Cécile Delpirou, élue CFE-CGC, était présente à la CCI. « Au départ, Emmanuel Macron voulait nous rencontrer sur le site, mais cela avait été refusé par la direction de Whirlpool. C’est lorsque l’on était à la CCI que l’on a commencé à recevoir des messages sur nos portables pour nous prévenir que Marine Le Pen était sur le parking de l’usine », affirme-t-elle. « J’étais aussi à la CCI et c’est par BFM, qui avait laissé une équipe à l’usine, que l’on a appris l’arrivée de Marine Le Pen. Tous les journalistes ont commencé à se précipiter mais elle était déjà partie lorsque nous sommes arrivés », explique notre envoyé spécial sur place à l’époque, Julien Laloye.
Occupé sur son piquet de grève, Frédéric Chantrelle n’avait pas loupé la candidate du FN. « On a entendu beaucoup de bruit d’un seul coup et des gens crier ''Marine présidente''. C’était un drôle de contexte, on ne parlait plus de l’usine qui fermait mais uniquement de Macron et de Le Pen », déplore le syndicaliste. Pour lui, comme à chaque élection présidentielle, les promesses des candidats n’ont pas empêché les fermetures de sites. « Goodyear, Florange, Continental, a chaque fois ils viennent faire leur cirque et ça ne sert à rien », insiste le salarié de Whirlpool. Il se souvient pourtant avoir écouté ce que la patronne du FN avait à dire : « Quand elle avait sorti ''moi présidente, l’usine ne fermera pas'', j’étais parti parce que je savais que c’était un mensonge. »
« C’était une sacrée bousculade »
Malgré tout, d’autres salariés avaient été séduits : « Quand j’étais arrivé devant l’usine après le départ de Marine Le Pen, j’avais eu l’impression qu’un ouragan était passé et que les salariés avaient vu la vierge, s’étonne encore notre collègue Julien Laloye. Derrière, Macron avait annoncé qu’il venait et c’est à ce moment qu’on avait vu l’ambiance devenir chaotique. » « Lorsque Emmanuel Macron était arrivé à l’usine, c’était de la folie tellement il y avait de monde, entre les nombreux journalistes et les salariés, c’était une sacrée bousculade. Il avait mis près de vingt minutes pour parcourir les 100 m entre sa voiture et le parking de l’usine », assure Cécile Delpirou.

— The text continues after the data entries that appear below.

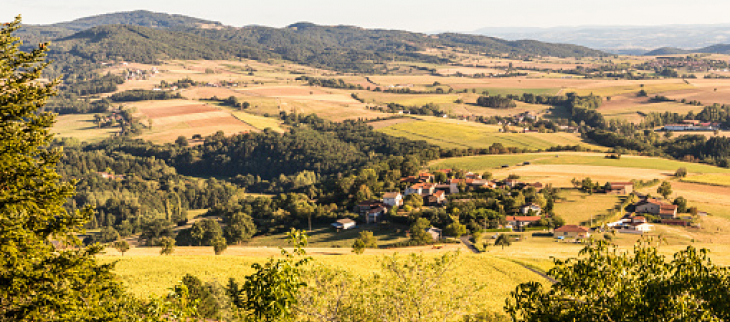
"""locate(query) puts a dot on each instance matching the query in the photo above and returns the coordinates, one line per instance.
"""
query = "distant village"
(638, 218)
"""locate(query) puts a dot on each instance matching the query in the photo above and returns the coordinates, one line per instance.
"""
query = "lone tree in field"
(681, 172)
(608, 284)
(121, 246)
(40, 281)
(358, 247)
(665, 189)
(219, 245)
(368, 239)
(167, 244)
(503, 240)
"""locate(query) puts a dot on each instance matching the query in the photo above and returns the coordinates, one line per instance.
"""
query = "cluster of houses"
(692, 125)
(138, 74)
(434, 194)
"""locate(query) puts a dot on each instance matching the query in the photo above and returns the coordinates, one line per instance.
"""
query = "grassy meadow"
(463, 134)
(480, 163)
(154, 274)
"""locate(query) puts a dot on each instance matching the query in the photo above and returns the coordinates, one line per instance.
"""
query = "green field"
(713, 180)
(627, 89)
(259, 122)
(82, 127)
(473, 135)
(486, 162)
(579, 208)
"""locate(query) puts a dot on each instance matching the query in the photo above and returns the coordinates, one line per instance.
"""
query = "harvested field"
(463, 134)
(82, 127)
(214, 121)
(385, 123)
(710, 179)
(162, 112)
(283, 91)
(706, 95)
(561, 169)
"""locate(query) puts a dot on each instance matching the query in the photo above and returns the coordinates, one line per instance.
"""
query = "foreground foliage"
(609, 285)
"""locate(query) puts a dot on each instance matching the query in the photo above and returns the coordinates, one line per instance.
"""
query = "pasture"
(579, 208)
(480, 163)
(82, 127)
(154, 274)
(710, 179)
(463, 134)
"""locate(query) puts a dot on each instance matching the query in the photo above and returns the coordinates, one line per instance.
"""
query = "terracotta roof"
(422, 186)
(573, 229)
(619, 185)
(523, 218)
(370, 203)
(391, 195)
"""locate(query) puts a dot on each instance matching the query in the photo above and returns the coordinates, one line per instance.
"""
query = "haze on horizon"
(420, 16)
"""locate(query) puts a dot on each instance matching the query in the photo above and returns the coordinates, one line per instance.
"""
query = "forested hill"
(714, 49)
(146, 36)
(138, 18)
(148, 45)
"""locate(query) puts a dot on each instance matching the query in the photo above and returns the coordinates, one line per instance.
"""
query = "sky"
(421, 16)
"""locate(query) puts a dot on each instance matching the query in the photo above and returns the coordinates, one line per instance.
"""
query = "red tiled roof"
(423, 186)
(573, 229)
(523, 218)
(391, 195)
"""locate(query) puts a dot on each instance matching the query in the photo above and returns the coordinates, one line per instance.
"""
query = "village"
(639, 213)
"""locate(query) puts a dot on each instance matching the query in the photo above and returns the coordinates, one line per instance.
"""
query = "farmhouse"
(531, 207)
(691, 127)
(344, 224)
(435, 233)
(573, 231)
(620, 188)
(375, 215)
(434, 199)
(450, 188)
(393, 199)
(656, 207)
(632, 224)
(519, 222)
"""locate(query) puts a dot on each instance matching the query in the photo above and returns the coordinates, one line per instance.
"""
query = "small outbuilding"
(344, 224)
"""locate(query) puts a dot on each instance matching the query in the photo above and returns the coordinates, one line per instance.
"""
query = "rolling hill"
(714, 49)
(343, 48)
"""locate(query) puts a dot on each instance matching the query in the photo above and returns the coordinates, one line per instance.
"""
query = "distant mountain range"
(635, 40)
(148, 36)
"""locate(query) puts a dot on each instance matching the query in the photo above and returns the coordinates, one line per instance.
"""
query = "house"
(393, 199)
(471, 175)
(449, 188)
(675, 222)
(536, 209)
(375, 215)
(411, 179)
(620, 188)
(519, 222)
(426, 177)
(572, 231)
(434, 199)
(656, 207)
(421, 188)
(632, 224)
(511, 183)
(364, 207)
(344, 224)
(435, 233)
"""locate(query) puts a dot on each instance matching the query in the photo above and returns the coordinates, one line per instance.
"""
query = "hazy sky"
(424, 16)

« Le moins que l’on puisse dire, c’est qu’il n’avait pas été accueilli avec des bouquets de fleurs. C’était chaud, les gens lui en voulaient parce qu’étant Amiénois il n’était pourtant jamais venu nous voir », rappelle Frédéric Chantrelle. « Il s’était fait siffler mais il n’y avait pas eu de manque de respect. En tout cas il n’avait pas cherché à esquiver la discussion sur le parking avec les salariés tandis que nous étions contenus à l’extérieur, plaqués sur le grillage », ajoute notre journaliste. « Moi, je n’avais pas senti de ressentiment des salariés contre Emmanuel Macron. Certains qui avaient fait des selfies avec Marine Le Pen en avaient fait aussi avec lui. Ce jour-là, j’avais été impressionnée par le bonhomme parce qu’il était allé au charbon », reconnaît l’ancienne syndicaliste CFE-CGC.
Notre dossier présidentielle 2022
De cette journée, chacun en a gardé un souvenir marquant, mais différent. « Finalement, on était content de voir les deux finalistes. Sur les discours, j’avais été davantage convaincue par Macron. Il avait assuré qu’il ne nous laisserait pas tomber sans pour autant faire de promesse en l’air », estime Cécile Delpirou, devenue depuis députée LREM de la Somme. « Ce que je retiens, c’est que tout ce cinéma a tout de même abouti à la fermeture du site et à la perte de 280 emplois. C’était une vraie pièce de théâtre », lâche, désabusé, le syndicaliste de la CFDT. « C’était un moment assez mémorable dans une campagne du second tour qui était un peu jouée d’avance. C’est vrai que ce jour-là, sur le parking de cette usine, on avait eu l’impression que Marine Le Pen pouvait gagner l’élection », reconnaît notre collègue Julien Laloye.